Army coup in Burundi
Friday 22 October 1993
Burundi's army imposed a state of emergency throughout the country and ordered a dusk-to-dawn curfew. The coup appeared to snuff out the Central African state's experiment with democracy just three months after Mr Ndadaye took office after winning Burundi's first multi-party elections.
'We have just heard that the new President, Melchior Ndadaye, may have been killed together with the speaker of parliament,' Rwanda radio said in repeated broadcasts. It said that hardliners in the 5,000- strong army dominated by the minority Tutsi tribe carried out the coup.
Mr Ndadaye was the first member of the majority Hutu tribe, which comprises about 85 per cent of the population, to become president. His election victory ended decades of military rule.
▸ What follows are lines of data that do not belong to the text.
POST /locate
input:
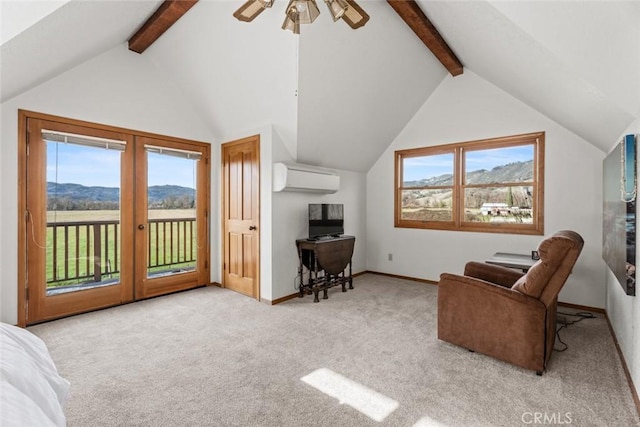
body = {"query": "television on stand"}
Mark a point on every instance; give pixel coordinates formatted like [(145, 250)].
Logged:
[(326, 220)]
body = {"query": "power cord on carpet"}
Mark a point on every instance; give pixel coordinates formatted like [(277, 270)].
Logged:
[(580, 317)]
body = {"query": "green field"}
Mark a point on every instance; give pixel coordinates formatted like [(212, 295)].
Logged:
[(75, 253)]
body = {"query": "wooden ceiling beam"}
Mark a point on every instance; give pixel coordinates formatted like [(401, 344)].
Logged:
[(161, 20), (415, 18)]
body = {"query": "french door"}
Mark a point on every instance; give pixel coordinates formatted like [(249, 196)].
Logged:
[(110, 216)]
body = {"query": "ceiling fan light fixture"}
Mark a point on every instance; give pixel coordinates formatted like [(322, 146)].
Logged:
[(337, 8), (252, 8), (307, 10)]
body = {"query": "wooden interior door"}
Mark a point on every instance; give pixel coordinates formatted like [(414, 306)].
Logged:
[(241, 232)]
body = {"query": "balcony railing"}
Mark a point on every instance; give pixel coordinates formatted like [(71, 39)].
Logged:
[(89, 251)]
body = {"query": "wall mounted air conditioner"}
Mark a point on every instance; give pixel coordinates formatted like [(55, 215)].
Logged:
[(296, 177)]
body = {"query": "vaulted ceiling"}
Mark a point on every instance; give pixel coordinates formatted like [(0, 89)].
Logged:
[(336, 96)]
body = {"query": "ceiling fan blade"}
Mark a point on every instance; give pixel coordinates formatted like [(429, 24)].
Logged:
[(248, 11), (355, 16)]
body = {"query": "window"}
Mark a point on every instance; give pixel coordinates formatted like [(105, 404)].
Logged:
[(493, 185)]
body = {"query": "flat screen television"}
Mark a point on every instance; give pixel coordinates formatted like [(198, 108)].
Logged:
[(326, 219)]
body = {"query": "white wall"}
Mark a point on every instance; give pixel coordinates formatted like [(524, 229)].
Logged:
[(290, 222), (624, 310), (468, 108), (118, 88)]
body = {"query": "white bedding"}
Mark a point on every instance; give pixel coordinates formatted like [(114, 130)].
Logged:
[(32, 392)]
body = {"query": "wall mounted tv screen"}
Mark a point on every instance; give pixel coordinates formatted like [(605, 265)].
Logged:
[(326, 219)]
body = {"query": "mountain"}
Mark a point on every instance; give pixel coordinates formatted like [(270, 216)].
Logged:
[(77, 192), (511, 172)]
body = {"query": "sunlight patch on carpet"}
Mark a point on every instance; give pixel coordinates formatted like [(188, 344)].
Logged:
[(369, 402)]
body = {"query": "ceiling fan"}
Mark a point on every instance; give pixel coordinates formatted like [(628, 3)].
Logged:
[(305, 12)]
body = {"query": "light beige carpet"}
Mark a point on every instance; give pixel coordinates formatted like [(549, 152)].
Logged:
[(368, 357)]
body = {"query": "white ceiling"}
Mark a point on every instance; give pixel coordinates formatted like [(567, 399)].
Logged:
[(576, 62), (63, 38)]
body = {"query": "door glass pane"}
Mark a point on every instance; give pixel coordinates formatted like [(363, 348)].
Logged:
[(83, 215), (171, 201)]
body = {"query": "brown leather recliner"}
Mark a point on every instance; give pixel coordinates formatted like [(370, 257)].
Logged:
[(505, 313)]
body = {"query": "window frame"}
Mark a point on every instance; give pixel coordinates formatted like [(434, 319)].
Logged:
[(458, 223)]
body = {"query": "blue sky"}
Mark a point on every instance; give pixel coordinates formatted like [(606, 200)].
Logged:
[(100, 167), (417, 168)]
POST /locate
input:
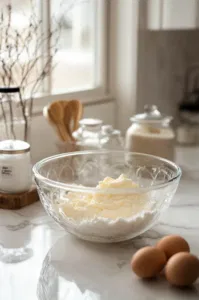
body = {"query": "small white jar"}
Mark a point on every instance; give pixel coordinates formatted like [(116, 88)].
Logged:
[(15, 166), (151, 133)]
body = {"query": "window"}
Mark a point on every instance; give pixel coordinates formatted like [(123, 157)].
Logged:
[(80, 60)]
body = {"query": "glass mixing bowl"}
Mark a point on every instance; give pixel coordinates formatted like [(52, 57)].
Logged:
[(80, 172)]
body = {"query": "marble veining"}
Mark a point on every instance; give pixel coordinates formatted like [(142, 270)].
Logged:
[(50, 264)]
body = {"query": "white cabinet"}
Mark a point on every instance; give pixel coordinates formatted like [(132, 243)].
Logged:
[(172, 14)]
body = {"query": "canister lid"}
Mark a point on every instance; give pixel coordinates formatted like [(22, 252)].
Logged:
[(14, 147), (90, 122), (151, 115), (109, 130)]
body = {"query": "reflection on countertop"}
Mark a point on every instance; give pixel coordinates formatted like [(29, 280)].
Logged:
[(63, 267)]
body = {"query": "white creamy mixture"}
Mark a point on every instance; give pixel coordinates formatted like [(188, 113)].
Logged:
[(82, 206)]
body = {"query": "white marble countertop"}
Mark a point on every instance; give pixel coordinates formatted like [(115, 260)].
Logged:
[(57, 266)]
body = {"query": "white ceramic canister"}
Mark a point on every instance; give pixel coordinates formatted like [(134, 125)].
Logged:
[(15, 166), (151, 133)]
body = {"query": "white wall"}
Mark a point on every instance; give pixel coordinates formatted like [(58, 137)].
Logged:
[(123, 58), (43, 137)]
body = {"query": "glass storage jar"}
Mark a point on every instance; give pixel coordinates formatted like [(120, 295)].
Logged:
[(151, 133)]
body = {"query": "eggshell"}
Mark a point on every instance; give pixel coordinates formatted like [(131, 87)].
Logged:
[(182, 269), (173, 244), (148, 262)]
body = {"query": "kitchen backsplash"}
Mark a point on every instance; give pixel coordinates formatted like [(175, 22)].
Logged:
[(163, 58)]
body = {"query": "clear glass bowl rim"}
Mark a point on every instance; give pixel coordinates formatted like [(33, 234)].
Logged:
[(82, 189)]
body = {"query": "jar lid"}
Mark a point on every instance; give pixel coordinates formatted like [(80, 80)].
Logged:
[(151, 115), (90, 122), (109, 130), (14, 147)]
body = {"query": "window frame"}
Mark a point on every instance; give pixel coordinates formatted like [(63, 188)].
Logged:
[(101, 77)]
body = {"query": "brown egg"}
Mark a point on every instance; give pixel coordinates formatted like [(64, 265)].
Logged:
[(173, 244), (148, 262), (182, 269)]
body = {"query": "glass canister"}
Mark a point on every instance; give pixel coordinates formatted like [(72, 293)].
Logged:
[(151, 133), (111, 138), (88, 136), (15, 166)]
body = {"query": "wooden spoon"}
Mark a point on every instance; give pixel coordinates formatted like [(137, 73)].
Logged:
[(56, 114), (48, 118), (73, 114)]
The radio said Mr Ndadaye may have been executed with parliament's speaker, Pontien Karibwami, the vice-speaker, Giles Bimazubiute, and the Vice-Prime Minister, Bernard Ciza, but this could not be confirmed independently. Belgian radio earlier said Mr Ndadaye and several ministers had been executed. 'Not just Ndadaye, but also the prime minister of Burundi has been executed and a few ministers,' it said.
The Belgian Foreign Ministry in Brussels could not confirm any killings but the coup raised fears of ethnic slaughter in Burundi between the Tutsi and the Hutu tribes.
Officials in Rwanda said the uprising was led by Colonel Jean Bikomagu, the army chief of staff, and the former president, Jean Baptiste Bagaza. But officials monitoring events from the Ugandan capital, Kampala, said it was probably the work of junior officers.
They said Francois Ngeze, a Hutu and former minister, had offered to be president.